Ante Jesús está la muchedumbre, y sus discípulos que habiendo creído en él, han arrebatado el Reino de los cielos. La muchedumbre está también llamada a poseerlo acogiendo la predicación; por eso hay dos bienaventuranzas que se refieren al presente del discípulo y el resto al futuro de la muchedumbre llamada a creer. Las bienaventuranzas referidas a los discípulos, situadas al principio y al final del discurso, abrazan a las demás y con ellas a la muchedumbre, invitándola a entrar. Los discípulos son los pobres de espíritu y los perseguidos por abrazar la justicia que viene de Dios, y que los introduce en el Reino. Ambas: pobreza y persecución, les acompañarán hasta el final del camino a la meta.

La palabra nos hace contemplar el Reino que Cristo viene a inaugurar en el corazón del hombre, completamente opuesto al espíritu del mundo. Lo poseen los humildes, y los perseguidos por abrazar la justicia. Los mansos, los atribulados, los contritos de corazón, los misericordiosos, los puros y los pacíficos, cuyo corazón debe estar conformado a Cristo, tienen la promesa de poder alcanzarlo.

Este Reino, lleva consigo una invitación a recibirlo, y un cambio total en quien lo acoge por la fe. Para algunos es esperanza, y para otros, la posibilidad de conversión, pero para todos implica un combate y un hacerse violencia que les permita arrebatarlo.

Dice el Señor que el Reino de los Cielos viene sin dejarse sentir, sin imponerse y, adquiere fuerza con nuestra adhesión humilde y libre. 
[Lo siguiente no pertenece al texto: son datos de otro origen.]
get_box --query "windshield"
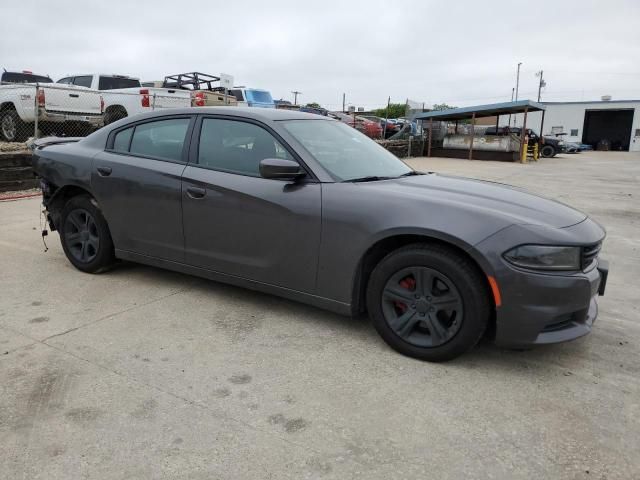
[282,120,412,181]
[245,90,273,103]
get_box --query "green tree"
[373,103,406,118]
[433,103,458,111]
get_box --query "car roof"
[131,107,331,121]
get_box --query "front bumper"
[495,261,608,348]
[479,219,609,348]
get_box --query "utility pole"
[513,62,522,127]
[507,87,516,126]
[516,62,522,102]
[536,70,547,101]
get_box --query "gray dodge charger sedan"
[33,107,608,361]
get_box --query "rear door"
[182,116,321,293]
[91,115,193,262]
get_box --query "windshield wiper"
[398,170,424,178]
[343,175,392,183]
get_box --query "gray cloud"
[0,0,640,108]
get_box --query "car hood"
[360,173,587,228]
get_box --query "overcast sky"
[0,0,640,109]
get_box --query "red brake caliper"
[393,277,416,313]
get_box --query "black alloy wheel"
[64,208,100,263]
[382,266,464,347]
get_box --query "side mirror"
[260,158,306,180]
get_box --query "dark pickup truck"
[484,127,564,158]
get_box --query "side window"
[229,90,244,102]
[129,118,190,162]
[112,127,133,152]
[198,118,293,177]
[73,75,92,88]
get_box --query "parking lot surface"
[0,152,640,480]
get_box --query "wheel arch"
[44,184,100,230]
[351,232,496,325]
[0,102,17,112]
Esta pertenencia del Reino, al discípulo, se caracteriza por la humildad (pobreza espiritual, mansedumbre, paciencia en el sufrimiento), habiendo sido curado de la soberbia, y el orgullo, que son la rebeldía, a su condición de creatura. Por eso nadie puede gloriarse ante el Señor, sino por el Señor, como dice san Pablo. El Señor viene a decirnos: Quienes poseéis estos dones por causa mía, gracias a mí, ¡alegraos!, ¡gozaos! Que vuestra recompensa es grande en los cielos y de ella gozan los profetas, perseguidos antes de vosotros.

Ahora nosotros, según seamos los pobres de espíritu, los que somos perseguidos por vivir según la justicia reputada a nuestra fe, o los demás de los que habla el Evangelio, estamos llamados a ser un día, bienaventurados como los santos, en medio de la muchedumbre inmensa de la que habla el Apocalipsis (Ap 7,9). San Pablo recordará a los Tesalonicenses: Esta es la voluntad de Dios, vuestra santificación (cf. 1Ts 4,3). En los albores del Cristianismo, así se denominaba a los miembros de la Iglesia. En la primera Carta a los Corintios, por ejemplo, san Pablo dirige su discurso: “a aquellos que han sido santificados en Cristo Jesús, llamados a ser santos, junto a todos aquellos que en todo lugar invocan el nombre del Nuestro Señor Jesucristo”. La santidad consiste en que sea derramado en nuestro corazón el amor de Dios por obra del Espíritu Santo, y santo es quien se mantiene en este don, según la palabra del Señor: “Permaneced en mi amor”.

En efecto, decía el Papa Benedicto (Todos los Santos Ángelus 2007): El cristiano, es ya santo, porque el Bautismo lo une a Jesús y a su misterio pascual, pero al mismo tiempo debe convertirse, conformarse a Él, cada vez, más íntimamente, hasta que sea completada en él la imagen de Cristo, del hombre celeste. A veces, se piensa que la santidad sea una condición de privilegio reservada a pocos elegidos. En realidad, ser santo es el deber de cada cristiano, es más, podemos decir, ¡de cada hombre! Escribe el Apóstol que Dios desde siempre nos ha bendecido y nos ha elegido en Cristo, para “ser santos e inmaculados en su presencia, en el amor”.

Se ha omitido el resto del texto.